Some examples include:
Walden, the literary American classic by Henry David Thoreau exploring nature and its simplicity, harmony, and beauty, currently has 124 one-star reviews on Amazon. Including this particularly harsh feedback:
“What a blowhard.”
“What a yawn!”
“Tough read, it was extremely boring.”
“I was not impressed.”
“…the book is crap.”
“I was bored to death.”
The Beatles receive equally harsh feedback for their classic album, Sgt. Pepper’s Lonely Hearts Club Band, named the number one album of all time by the Rolling Stone.
“I just don't get why anybody likes this album!”
“Most of the songs are worthless, stupid, and dull.”
“Not only is it a bad album, it is also a boring one.”
Thriller, the top-grossing album of all-time by Michal Jackson receives the following feedback:
“This album is overrated.”
“With the exception of ‘Billie Jean’ the album is a dud.”
Le d Zeppelin sold over 23 million copies of Led Zeppelin IV, and receives these remarks:
“I can't believe people think this is good music.”
“One of the worst bands of the 70's.”
“This album represents the musicians attempting a level of art they weren't capable of reaching, and the results are spectacularly crass and mindless.”
Dr. Dre’s debut album, The Chronic, which is widely regarded as one of the most well-produced hip-hop albums of all time received the following critiques:
“This album sucks!”
“One of the worst albums & rappers ever.”
“The worst CD that I have ever heard in my life.”
I understand the lyrics of The Chronic could easily offend listeners, and that may be why listeners feel adamant about sharing their negative feeling towards it. But that doesn’t explain the negative reaction to this YouTube version of Patti Griffin’s song Heavenly Day (it’s basically an ode to relaxing and lyrically one of the least offensive songs I could find). Thirty viewers have publicly thumbed it down. I understand some people may not like this style of music (and they are certainly entitled to an opinion) but it seems like a stretch to publicly want to show distaste for it.
My point is, and this is something I reinforce daily with clients: Prior to beginning the creative process for your project (regardless if it’s a song, book, app, painting, starting a restaurant, building a business, or anything else) establish who it’s for and declare it’s not for everyone. Understand before you start working there is a 100% chance someone will not appreciate it. No matter how brilliant or prolific, your work will be criticized and disliked.

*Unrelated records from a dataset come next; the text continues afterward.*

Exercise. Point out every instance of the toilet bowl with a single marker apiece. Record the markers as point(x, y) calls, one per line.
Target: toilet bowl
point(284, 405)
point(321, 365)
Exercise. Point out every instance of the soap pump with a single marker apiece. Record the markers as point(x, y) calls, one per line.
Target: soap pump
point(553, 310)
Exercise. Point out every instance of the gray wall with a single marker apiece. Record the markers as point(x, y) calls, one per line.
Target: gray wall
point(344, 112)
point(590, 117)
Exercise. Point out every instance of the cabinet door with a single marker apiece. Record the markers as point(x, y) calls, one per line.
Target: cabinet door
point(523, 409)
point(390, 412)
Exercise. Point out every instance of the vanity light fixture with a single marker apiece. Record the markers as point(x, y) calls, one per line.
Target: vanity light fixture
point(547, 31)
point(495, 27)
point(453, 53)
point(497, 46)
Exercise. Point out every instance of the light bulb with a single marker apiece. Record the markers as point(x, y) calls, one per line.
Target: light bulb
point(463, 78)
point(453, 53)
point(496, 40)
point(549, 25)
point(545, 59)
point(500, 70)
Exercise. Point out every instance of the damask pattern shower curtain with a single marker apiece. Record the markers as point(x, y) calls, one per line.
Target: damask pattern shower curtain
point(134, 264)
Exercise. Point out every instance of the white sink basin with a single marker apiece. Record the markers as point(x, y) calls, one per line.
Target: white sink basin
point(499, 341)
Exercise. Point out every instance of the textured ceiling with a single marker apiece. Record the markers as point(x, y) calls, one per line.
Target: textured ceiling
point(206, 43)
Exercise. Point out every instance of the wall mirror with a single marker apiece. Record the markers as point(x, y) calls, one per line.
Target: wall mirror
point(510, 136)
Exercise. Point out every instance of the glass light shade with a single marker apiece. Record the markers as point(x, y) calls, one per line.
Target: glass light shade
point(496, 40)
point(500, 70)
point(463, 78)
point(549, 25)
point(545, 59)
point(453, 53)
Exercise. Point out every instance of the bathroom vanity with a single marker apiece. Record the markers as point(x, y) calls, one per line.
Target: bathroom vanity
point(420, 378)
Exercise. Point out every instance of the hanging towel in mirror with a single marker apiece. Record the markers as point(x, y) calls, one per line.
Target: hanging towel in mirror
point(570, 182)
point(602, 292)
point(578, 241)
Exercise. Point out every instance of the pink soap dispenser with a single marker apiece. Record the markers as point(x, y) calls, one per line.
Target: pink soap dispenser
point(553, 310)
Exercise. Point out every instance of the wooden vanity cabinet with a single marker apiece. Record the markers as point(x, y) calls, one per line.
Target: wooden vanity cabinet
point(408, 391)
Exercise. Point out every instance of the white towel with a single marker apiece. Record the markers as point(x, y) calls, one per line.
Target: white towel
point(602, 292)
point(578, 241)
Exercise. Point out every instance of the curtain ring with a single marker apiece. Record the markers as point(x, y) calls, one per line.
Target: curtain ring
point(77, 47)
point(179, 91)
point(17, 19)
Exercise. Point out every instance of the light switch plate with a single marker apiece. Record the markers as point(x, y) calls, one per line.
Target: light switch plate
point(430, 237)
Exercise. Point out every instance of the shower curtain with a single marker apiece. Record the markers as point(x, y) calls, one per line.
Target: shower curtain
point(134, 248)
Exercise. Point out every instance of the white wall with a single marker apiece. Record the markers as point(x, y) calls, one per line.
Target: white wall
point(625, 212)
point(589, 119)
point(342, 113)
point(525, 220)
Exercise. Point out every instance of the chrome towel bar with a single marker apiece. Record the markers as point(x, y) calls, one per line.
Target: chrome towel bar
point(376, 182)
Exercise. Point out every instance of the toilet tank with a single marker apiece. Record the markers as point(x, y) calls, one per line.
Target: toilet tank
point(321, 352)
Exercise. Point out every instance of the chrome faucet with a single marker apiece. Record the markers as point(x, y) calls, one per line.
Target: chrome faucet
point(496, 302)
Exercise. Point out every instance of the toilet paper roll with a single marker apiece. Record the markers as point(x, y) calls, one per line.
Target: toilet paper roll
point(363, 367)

Initially, this seems scary or at least concerning and can paralyze the creative process. But what if you use it to do the opposite?
Could you use it:
As fuel to do your most creative work by ensuring you don’t dull it down to satisfy the masses?
To ensure you focus on creating something special that will particularly resonate with your target audience?
To ease the blow when your first critical feedback is received? (After all, you expected it. It was part of the plan. You saw it coming.)
Everyone’s not going to like what you make. Make it anyway.